Machin, Machine · Épisode 9

Le RAG

Sous la robe noire, la boîte noire.

L'hallucination

Pourquoi l'IA invente un arrêt ?

Vous demandez à une IA :

« Donne-moi l'arrêt clé de la Cour de cassation sur la rupture brutale ».

  • Date, chambre, numéro de pourvoi, attendu cité. Tout est logique.
  • Sauf que sur Légifrance, l'arrêt n'existe pas.
  • C'est une hallucination structurelle : un LLM est entraîné à produire du texte plausible. Le RAG est une solution pour empêcher cela.

Étape 1 : « Retrieval »

Chercher avant de répondre

Une règle d'or : interdiction de répondre de mémoire.

  • À chaque question, le système commence par chercher dans une base de documents les passages les plus pertinents.

C'est l'étape de « retrieval » : la question devient des coordonnées, on retrouve les voisins les plus proches.

  • « Donne-moi l'arrêt clé de la Cour de cassation sur la rupture brutale ». 5 arrêts pertinents remontés de Judilibre.

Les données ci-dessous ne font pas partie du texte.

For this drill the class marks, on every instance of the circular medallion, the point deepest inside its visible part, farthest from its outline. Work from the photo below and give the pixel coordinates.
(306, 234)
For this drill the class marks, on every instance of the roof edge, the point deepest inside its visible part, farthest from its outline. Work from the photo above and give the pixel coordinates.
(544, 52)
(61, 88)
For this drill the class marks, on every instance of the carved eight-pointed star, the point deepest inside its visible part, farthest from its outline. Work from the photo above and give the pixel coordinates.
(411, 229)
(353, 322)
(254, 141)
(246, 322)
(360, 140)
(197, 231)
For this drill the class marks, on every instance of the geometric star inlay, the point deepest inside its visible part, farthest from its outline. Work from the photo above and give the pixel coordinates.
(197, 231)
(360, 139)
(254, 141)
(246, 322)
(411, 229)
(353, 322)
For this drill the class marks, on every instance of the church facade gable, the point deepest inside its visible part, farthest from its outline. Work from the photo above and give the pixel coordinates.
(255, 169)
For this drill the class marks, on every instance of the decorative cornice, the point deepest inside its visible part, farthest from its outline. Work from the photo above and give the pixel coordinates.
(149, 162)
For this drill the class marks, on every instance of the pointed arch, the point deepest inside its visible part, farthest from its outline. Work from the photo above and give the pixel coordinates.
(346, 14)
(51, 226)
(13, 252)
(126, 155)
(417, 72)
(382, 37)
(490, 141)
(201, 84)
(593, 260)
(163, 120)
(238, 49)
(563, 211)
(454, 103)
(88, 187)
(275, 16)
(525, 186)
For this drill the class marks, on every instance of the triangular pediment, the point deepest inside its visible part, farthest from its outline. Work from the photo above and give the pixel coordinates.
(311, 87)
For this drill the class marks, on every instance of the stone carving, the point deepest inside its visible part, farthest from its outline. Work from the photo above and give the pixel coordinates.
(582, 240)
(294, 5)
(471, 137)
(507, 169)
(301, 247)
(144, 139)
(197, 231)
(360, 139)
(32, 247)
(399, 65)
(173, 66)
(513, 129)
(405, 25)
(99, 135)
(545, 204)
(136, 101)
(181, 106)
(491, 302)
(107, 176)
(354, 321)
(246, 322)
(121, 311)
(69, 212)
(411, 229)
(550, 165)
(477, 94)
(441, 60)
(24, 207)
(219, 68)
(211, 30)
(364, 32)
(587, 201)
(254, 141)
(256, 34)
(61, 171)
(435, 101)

Étape 2 : « Augmentation »

Coller les textes sous son nez

Une fois les passages trouvés, on les injecte dans le prompt du LLM avant sa question :

« Voici 5 décisions récentes sur la rupture brutale. À partir de ces décisions, et uniquement de ces décisions, réponds à : quelles sont les conditions d'application ? »

  • Le LLM n'a plus à puiser dans sa mémoire : il a les vrais textes sous les yeux.

Étape 3 : « Generation »

Rédiger à partir des sources

Maintenant, le LLM fait ce qu'il sait faire de mieux : rédiger.

  • La réponse est ancrée dans les arrêts fournis.
  • Le LLM peut citer ses sources, elles sont dans son contexte.
  • S'il écrit « selon l'arrêt rendu le 12 mars 2024 », c'est parce qu'il vient de le lire et non parce qu'il a deviné une date qui sonne juste.

Pourquoi c'est critique

L'IA juridique exploitable

Le RAG transforme l'IA d'un copain bavard en un assistant qui rend des sources.

  • La connaissance de l'IA ne vient plus d'un entraînement figé il y a deux ans.
  • Elle vient de la base à jour qui est « branchée » dessus.
  • Le LLM, c'est juste le rédacteur. Le vrai travail, c'est ce qu'on lui pose sur la table avant qu'il prenne la plume.